30 years. Waiting for the OB to arrive while in the delivery room. The nurses told me not to push until the doc arrived. I decided to ignore them and push the little creature O U T. It was ok!
31 year. A pink hedge of peonies in June, lining the driveway of a rented house. Spectacular.
A neighbor’s great dane galloping towards me as I walked home from school. At the very last moment, he swerved away. Terrifying.
12 years old. Playing the part of Curly in the camp production of Oklahoma! I already knew all the lyrics, of course.
12 years old. Buying my first “training” bra. Did I have puppies growing on my chest?
For many years. Loving a strawberry ice cream soda with strawberry ice cream. Best from Friendly’s.
16 years old. Driving by the house of a teacher I had a crush on. This went on for too many years!
8 years old. Coming back to 3rd grade class as a champion after winning a radio contest about books( most of which I’d never read.)
12 years old. The day my dog Rexie was hit by a car and ran away until the wee hours of the night. I went to bed sobbing. My Mom woke me up to tell me he was back, battered but alive!
8 years old. Driving to school with my father. The door of the station wagon swung open and deposited me in a snowbank just as he made a turn to go over the South Hadley bridge. As he pulled me up, looking shaken, the first thing he said to me was, “Don’t tell your mother!” ‘YOU’re ok!” and I was.
7 years old. The excitement of getting a new puppy. A white collie. He was in a cardboard box, sliding from one side to the other, as I watched him as we drove him home.
Being so homesick, I thought it would tear me apart, first summer at Camp Sandy Neck in Barnstable, Mass. Dreams of running away, walking across the bay at low tide and then hitch hiking to Western Mass. I saved up a few peanut butter sandwiches for the trip. One that I never attempted, fortunately!

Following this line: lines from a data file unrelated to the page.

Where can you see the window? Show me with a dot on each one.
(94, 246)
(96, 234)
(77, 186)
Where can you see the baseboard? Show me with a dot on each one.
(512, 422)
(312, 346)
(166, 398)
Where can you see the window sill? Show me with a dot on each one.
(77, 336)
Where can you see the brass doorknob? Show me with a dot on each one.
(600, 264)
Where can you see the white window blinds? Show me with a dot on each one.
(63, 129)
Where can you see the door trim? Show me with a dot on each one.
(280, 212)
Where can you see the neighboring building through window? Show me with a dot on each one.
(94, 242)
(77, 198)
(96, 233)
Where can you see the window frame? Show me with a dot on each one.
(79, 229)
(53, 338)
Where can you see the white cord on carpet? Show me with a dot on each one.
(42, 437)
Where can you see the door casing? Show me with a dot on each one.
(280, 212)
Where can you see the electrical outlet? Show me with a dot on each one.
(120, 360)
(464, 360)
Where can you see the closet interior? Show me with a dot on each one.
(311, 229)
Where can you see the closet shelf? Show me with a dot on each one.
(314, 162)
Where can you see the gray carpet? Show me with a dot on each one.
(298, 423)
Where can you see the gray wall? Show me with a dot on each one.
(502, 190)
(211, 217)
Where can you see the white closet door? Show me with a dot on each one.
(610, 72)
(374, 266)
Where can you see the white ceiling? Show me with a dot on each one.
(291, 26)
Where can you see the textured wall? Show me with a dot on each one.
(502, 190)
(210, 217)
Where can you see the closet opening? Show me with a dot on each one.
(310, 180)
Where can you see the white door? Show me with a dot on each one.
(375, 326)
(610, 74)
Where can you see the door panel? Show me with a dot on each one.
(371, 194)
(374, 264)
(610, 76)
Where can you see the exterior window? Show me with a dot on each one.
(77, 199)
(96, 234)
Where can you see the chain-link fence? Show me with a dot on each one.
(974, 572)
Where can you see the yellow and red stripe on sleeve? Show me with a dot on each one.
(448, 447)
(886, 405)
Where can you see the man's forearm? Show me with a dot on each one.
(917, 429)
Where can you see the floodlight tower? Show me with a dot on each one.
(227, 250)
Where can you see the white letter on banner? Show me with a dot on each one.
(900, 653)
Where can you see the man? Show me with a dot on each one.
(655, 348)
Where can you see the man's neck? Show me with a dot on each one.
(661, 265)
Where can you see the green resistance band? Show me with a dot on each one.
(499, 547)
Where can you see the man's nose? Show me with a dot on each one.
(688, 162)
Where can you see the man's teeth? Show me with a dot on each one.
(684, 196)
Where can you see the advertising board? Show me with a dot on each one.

For many years. Getting my dance costumes each spring before the dance recitals. They were always items of beauty in my mind. If my mother hadn’t given them all away, they’d probably be in glass cases permanently attached to my bedroom walls. I remember the bluebird number particularly well.
12 years old. Dad was holding down the fort as my mother vacationed in Fla. It was the night of the Academy awards and he asked me to go to bed well before the Awards began. I tried to argue that Mom would always allow me to stay up late. No use. He was strangely not moved in the least. I was VERY disappointed. Angry too.